There is no merrit in the wise But love, (the shepheards sacrifice). Wisemen all wayes of knowledge past, To th' shepheards wonder come at last: To know, can only wonder breede,
And not to know, is wonders seede.
"To know, can only wonder breede": the "wisemen" at our modern universities cannot afford to dispense with the wonder of the shepherds. For knowledge and wonder go hand in hand.
Some months ago I had a dream. I was back at the boarding school where I studied over half a century ago. A friend took me first through rooms already familiar to me in my waking life. But then in my dream we entered other rooms that I had never seen before-spacious, elegant, filled with light. Finally we entered a small, dark chapel, with mosaics gleaming in candlelight. "How strange," I said to my companion, "that I have lived here for years, and yet I never knew about the existence of all these rooms." And he replied, "But it is always so."
Such exactly is the aim of all authentic worship, and it is the aim equally of every school or college. A college is a place where we constantly discover new rooms in the universe and in the human heart, in both macrocosm and microcosm; a place where we open the door to each other and invite one another to explore these rooms together.

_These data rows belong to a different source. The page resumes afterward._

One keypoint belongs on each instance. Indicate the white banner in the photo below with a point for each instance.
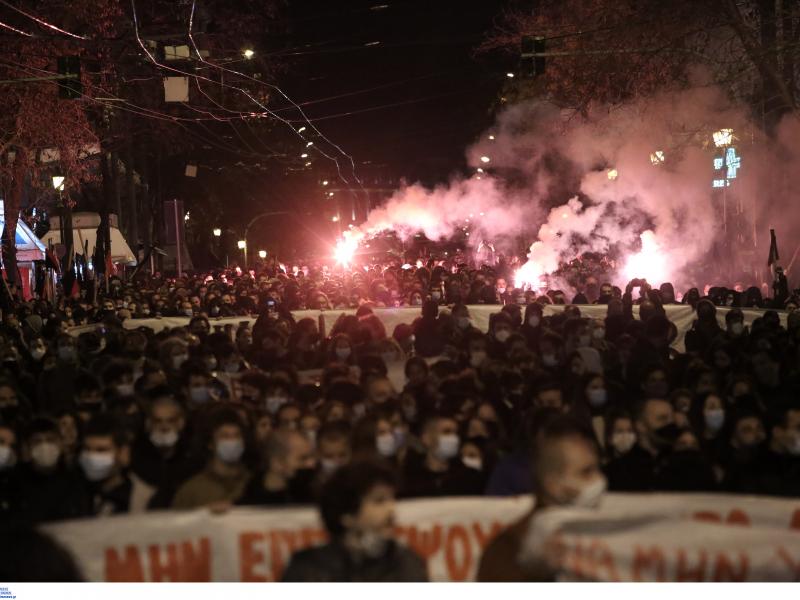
(682, 316)
(256, 544)
(631, 537)
(670, 537)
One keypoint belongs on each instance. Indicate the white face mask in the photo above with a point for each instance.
(164, 439)
(8, 458)
(447, 446)
(623, 441)
(386, 444)
(45, 454)
(473, 462)
(590, 494)
(230, 451)
(96, 465)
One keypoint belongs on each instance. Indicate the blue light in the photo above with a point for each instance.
(733, 162)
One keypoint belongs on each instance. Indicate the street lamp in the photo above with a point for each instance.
(243, 247)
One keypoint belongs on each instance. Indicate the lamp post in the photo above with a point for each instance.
(66, 233)
(243, 247)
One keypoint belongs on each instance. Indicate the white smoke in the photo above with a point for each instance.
(547, 177)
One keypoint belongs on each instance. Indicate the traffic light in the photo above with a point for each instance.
(532, 65)
(69, 88)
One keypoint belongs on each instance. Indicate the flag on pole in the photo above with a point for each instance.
(773, 249)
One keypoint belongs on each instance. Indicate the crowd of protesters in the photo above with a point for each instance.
(116, 418)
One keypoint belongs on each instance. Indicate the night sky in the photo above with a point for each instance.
(410, 103)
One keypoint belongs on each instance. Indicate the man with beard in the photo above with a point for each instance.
(565, 472)
(639, 469)
(357, 506)
(290, 462)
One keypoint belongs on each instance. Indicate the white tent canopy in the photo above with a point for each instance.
(84, 229)
(29, 248)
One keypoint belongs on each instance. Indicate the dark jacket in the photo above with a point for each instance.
(54, 496)
(333, 562)
(165, 472)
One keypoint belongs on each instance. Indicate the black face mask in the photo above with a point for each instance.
(300, 485)
(9, 413)
(665, 436)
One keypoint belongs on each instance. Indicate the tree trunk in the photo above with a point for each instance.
(103, 249)
(13, 202)
(132, 222)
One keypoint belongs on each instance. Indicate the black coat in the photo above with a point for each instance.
(333, 562)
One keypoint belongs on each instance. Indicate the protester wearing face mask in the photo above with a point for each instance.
(48, 490)
(334, 449)
(428, 339)
(620, 434)
(197, 385)
(436, 472)
(533, 325)
(103, 459)
(225, 476)
(566, 472)
(501, 330)
(742, 466)
(357, 508)
(288, 475)
(161, 457)
(656, 432)
(341, 350)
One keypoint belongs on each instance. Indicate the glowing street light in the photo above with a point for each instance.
(723, 137)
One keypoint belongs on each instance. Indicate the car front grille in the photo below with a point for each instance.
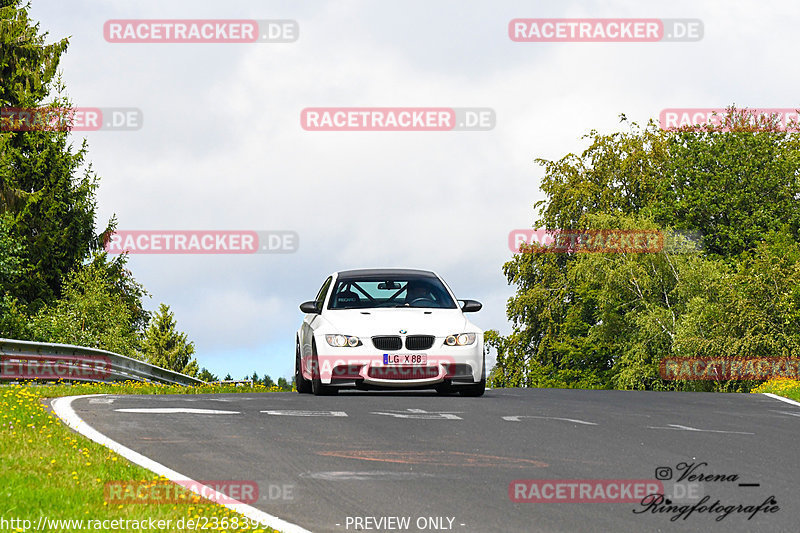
(403, 372)
(419, 342)
(390, 342)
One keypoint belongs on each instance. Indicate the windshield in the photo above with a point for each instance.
(407, 291)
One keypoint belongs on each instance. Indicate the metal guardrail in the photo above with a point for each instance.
(41, 361)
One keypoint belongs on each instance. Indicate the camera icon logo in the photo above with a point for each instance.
(663, 473)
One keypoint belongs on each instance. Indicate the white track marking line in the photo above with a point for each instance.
(688, 428)
(516, 418)
(63, 409)
(289, 412)
(781, 398)
(177, 410)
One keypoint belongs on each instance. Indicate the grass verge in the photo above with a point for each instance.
(788, 388)
(49, 471)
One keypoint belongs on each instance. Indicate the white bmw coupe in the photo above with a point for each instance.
(389, 328)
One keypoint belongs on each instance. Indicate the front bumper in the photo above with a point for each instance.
(364, 365)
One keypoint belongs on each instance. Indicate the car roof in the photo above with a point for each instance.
(379, 273)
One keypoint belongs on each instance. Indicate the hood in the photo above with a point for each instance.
(416, 321)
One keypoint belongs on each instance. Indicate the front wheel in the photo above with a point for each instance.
(316, 383)
(303, 385)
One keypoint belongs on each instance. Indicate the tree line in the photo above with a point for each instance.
(58, 284)
(726, 284)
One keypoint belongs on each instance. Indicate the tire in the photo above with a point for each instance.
(302, 384)
(316, 382)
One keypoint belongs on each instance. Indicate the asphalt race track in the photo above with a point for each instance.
(445, 463)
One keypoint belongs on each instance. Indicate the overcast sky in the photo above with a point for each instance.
(222, 146)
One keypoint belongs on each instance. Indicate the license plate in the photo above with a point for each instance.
(405, 359)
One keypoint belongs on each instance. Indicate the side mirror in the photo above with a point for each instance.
(309, 307)
(471, 306)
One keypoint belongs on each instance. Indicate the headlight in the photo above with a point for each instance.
(460, 339)
(340, 341)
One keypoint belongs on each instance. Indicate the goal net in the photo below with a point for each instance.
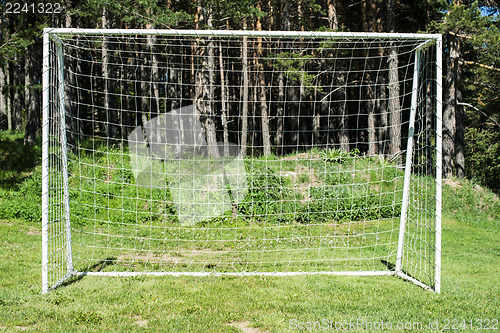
(172, 152)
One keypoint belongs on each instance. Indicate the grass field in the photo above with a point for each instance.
(470, 280)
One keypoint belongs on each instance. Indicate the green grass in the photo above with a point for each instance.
(470, 282)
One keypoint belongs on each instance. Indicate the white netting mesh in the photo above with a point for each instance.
(241, 154)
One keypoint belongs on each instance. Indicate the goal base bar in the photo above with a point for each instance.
(415, 281)
(218, 274)
(125, 274)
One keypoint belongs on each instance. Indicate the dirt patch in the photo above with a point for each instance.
(299, 185)
(140, 322)
(245, 327)
(149, 257)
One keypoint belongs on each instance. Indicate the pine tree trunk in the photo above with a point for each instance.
(3, 105)
(109, 83)
(224, 99)
(450, 109)
(17, 99)
(32, 99)
(244, 109)
(394, 106)
(266, 140)
(205, 89)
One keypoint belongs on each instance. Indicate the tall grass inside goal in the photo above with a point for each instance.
(182, 152)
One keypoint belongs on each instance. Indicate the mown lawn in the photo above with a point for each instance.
(470, 287)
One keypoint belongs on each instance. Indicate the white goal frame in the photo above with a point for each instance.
(57, 245)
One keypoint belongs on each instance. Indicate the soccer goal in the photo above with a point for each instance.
(185, 152)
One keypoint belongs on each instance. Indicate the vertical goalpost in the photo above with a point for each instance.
(200, 152)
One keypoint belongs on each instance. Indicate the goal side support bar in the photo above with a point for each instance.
(409, 156)
(47, 37)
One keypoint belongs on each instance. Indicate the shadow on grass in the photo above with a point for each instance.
(97, 267)
(17, 161)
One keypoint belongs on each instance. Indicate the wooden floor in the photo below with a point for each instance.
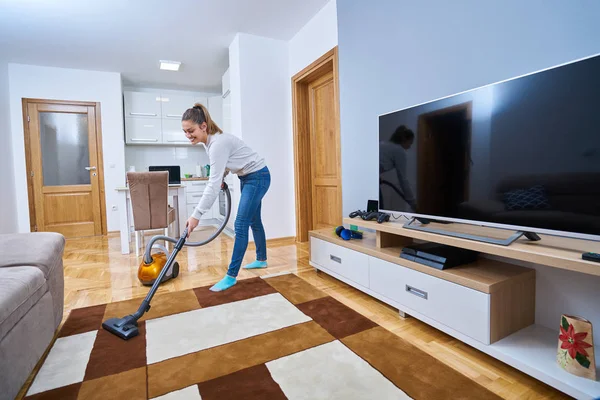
(96, 272)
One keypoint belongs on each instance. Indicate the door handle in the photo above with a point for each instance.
(144, 114)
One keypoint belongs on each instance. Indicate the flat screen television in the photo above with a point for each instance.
(520, 154)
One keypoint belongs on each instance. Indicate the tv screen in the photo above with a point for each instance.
(522, 154)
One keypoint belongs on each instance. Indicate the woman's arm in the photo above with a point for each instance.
(218, 155)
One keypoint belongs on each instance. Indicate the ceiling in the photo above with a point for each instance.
(131, 36)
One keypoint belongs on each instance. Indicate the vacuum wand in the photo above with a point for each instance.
(127, 327)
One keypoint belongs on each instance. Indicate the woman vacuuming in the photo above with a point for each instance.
(228, 153)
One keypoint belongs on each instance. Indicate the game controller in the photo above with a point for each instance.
(379, 216)
(357, 213)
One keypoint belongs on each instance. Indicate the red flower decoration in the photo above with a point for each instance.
(573, 342)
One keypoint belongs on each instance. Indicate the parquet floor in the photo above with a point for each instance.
(96, 272)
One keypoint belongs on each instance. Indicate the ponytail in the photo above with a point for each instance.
(199, 114)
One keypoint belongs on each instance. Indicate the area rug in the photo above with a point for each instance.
(265, 338)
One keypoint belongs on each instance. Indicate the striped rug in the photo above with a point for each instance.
(265, 338)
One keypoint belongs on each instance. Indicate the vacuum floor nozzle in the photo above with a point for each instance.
(124, 328)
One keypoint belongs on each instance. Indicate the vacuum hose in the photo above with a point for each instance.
(147, 253)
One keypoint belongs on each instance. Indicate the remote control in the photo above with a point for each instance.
(591, 257)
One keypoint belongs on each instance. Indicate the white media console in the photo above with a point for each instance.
(507, 304)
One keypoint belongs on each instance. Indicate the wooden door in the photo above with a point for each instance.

There is also a second, connected aspect to the Christian meaning of a college or school. As a place for the cultivation of wonder and the pursuit of truth, it is equally a place for the cultivation of freedom. Wonder and freedom, truth and freedom-these things are essentially linked. Wonder can be evoked but not compelled; and truth, as Christ observed, makes us free. In any university it is our task to bear witness to the value of freedom, and to resist all that erodes or diminishes our liberty. If I am asked by my students at Oxford, "What are you trying to teach us here?" then perhaps my best answer is to say no more than this: "We want you to learn to be free."
"Learn to be free": freedom cannot simply be assumed; it has to be learnt. Suppose that you ask me, "Can you play the violin?" and I reply, "I don't know, I've never tried." You might feel that there was something odd about my answer. Unless I have learnt to play the violin through the exacting discipline of a musical training, I am not free to play Beethoven's violin sonatas. And so it is with every form of freedom. Freedom has to be learnt through the ascesis, the ascetic discipline, of precise observation and imaginative thinking; and then it needs to be defended with courage and self-sacrifice. As Nicolas Berdyaev observed, "Freedom gives birth to suffering, while the refusal to be free diminishes suffering. Freedom is not easy, as its enemies and slanderers allege: freedom is hard; it is a heavy burden. Men, as Dostoevsky has shown with such amazing power, often renounce freedom to ease their lot." Yet if we renounce freedom, we become less than truly human; and if we deny others their freedom, we dehumanize them.
Freedom is not easy, and this means that in a university we are not offering either to ourselves or to others an easy path. We are never to forget that culminating moment in the Great Blessing at Epiphany. The cross has to be plunged into the waters. There is no other way of transfiguration. It can come about only through repentance, metanoia, a radical change of mind; and that means through the creative suffering of the Cross.
Such, in part, is the Christian meaning of a college or school. As a place for the cultivation of wonder, its vocation is summed up in words attributed to Christ in the Gospel according to Thomas: "Let him who seeks not cease seeking until he finds and, when he finds, he will become troubled. When he is troubled, he will marvel and he will reign over the All." As a place for learning freedom, its role is well expressed in a Jewish saying recorded by Martin Buber in his Tales of the Hasidim. Rabbi Shelomo asked: "What is the worst thing the evil urge can achieve?" And he answered: "To make us forget that we are each the child of a king."